Max Abrams to Dominic Flandry:
"'No, son, we're mortal - which is to say, we're ignorant, stupid and sinful - but those are only handicaps. Our pride is that nevertheless, now and then, we do our best. A few times we succeed. What more dare we ask for?'"
-Poul Anderson, Ensign Flandry IN Anderson, Young Flandry (Riverdale, NY, 2010), pp. 1-192 AT Chapter Eighteen, p. 192.
Mortality involves ignorance (finite knowledge) but need not be identical with either stupidity or sinfulness. Mankind need not have fallen, according to orthodox Christian theology - but Abrams is Jewish so that might not be relevant.
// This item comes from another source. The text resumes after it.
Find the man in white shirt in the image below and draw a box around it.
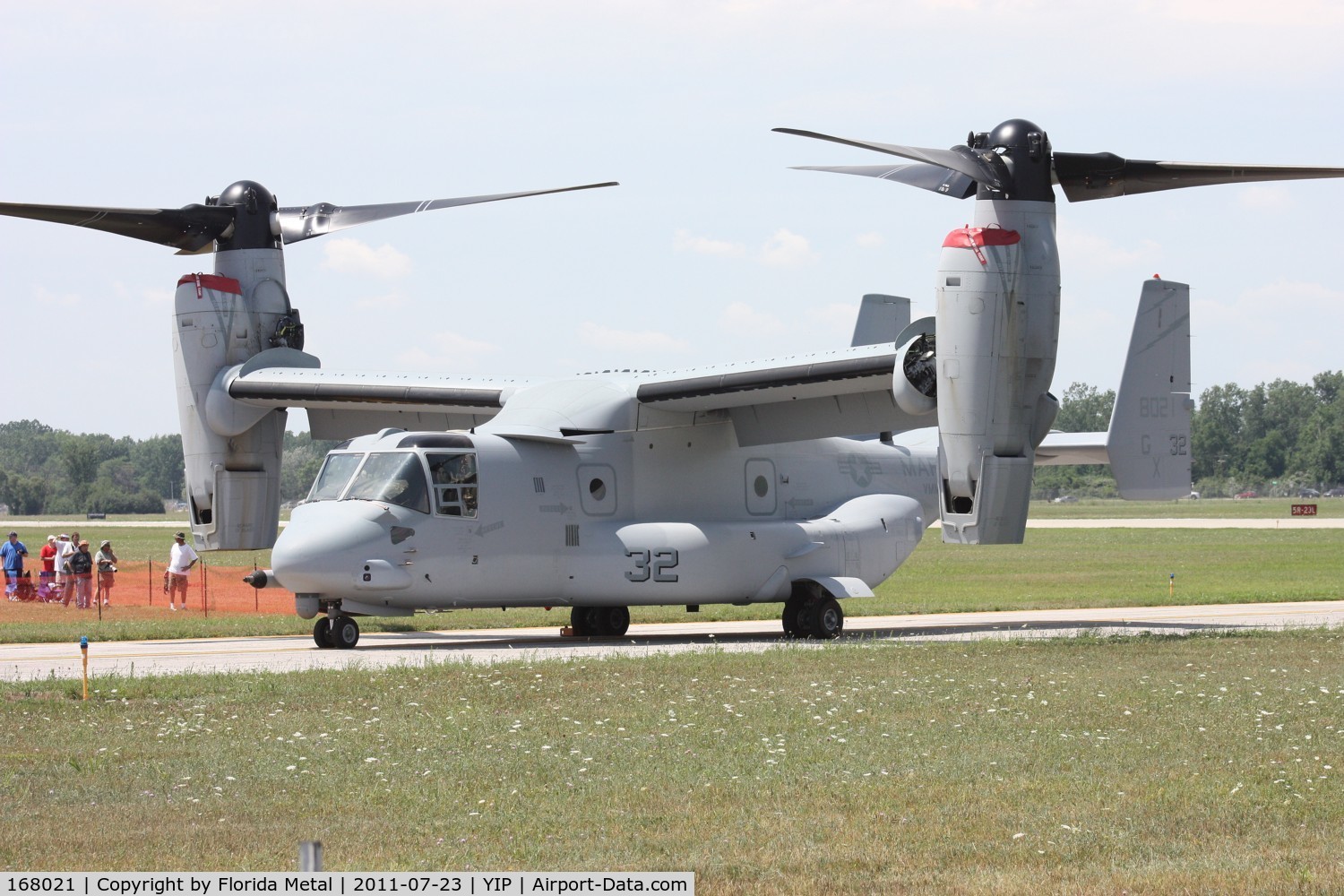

However, Abrams, you are holding us back! I think that we can aspire way beyond occasional success. We have evolved and progressed this far and can (not inevitably will) go further. SM Stirling's Draka go a lot further but unfortunately by enslaving others, not by liberating everyone.
Our prehuman ancestors became human by changing their environment and changing themselves in the process so I do not recognize any unchangeable sinfulness in us. Indeed, cooperation, not conflict, is fundamental to humanity. Solitary animals could not have become linguistic. Meditative practice points towards a nonattached and contemplative level of consciousness although our "karma" (dispositions and consequences of past actions) continues to "endarken" individual consciousness.
(That is a mixture of Buddhism and Darwinism but we do have to synthesize ancient wisdom with modern knowledge.)
1 comment:
Kaor, Paul!
Again, I have to disagree with you and agree with Abrams. It doesn't matter if we humans can change our environment and develop high technology. It does not change the brute fact of how flawed and imperfect we are. This imperfection manifests itself how we all tend to be all the things Abrams listed. And I disagree with both "social Darwinism" and Buddhism.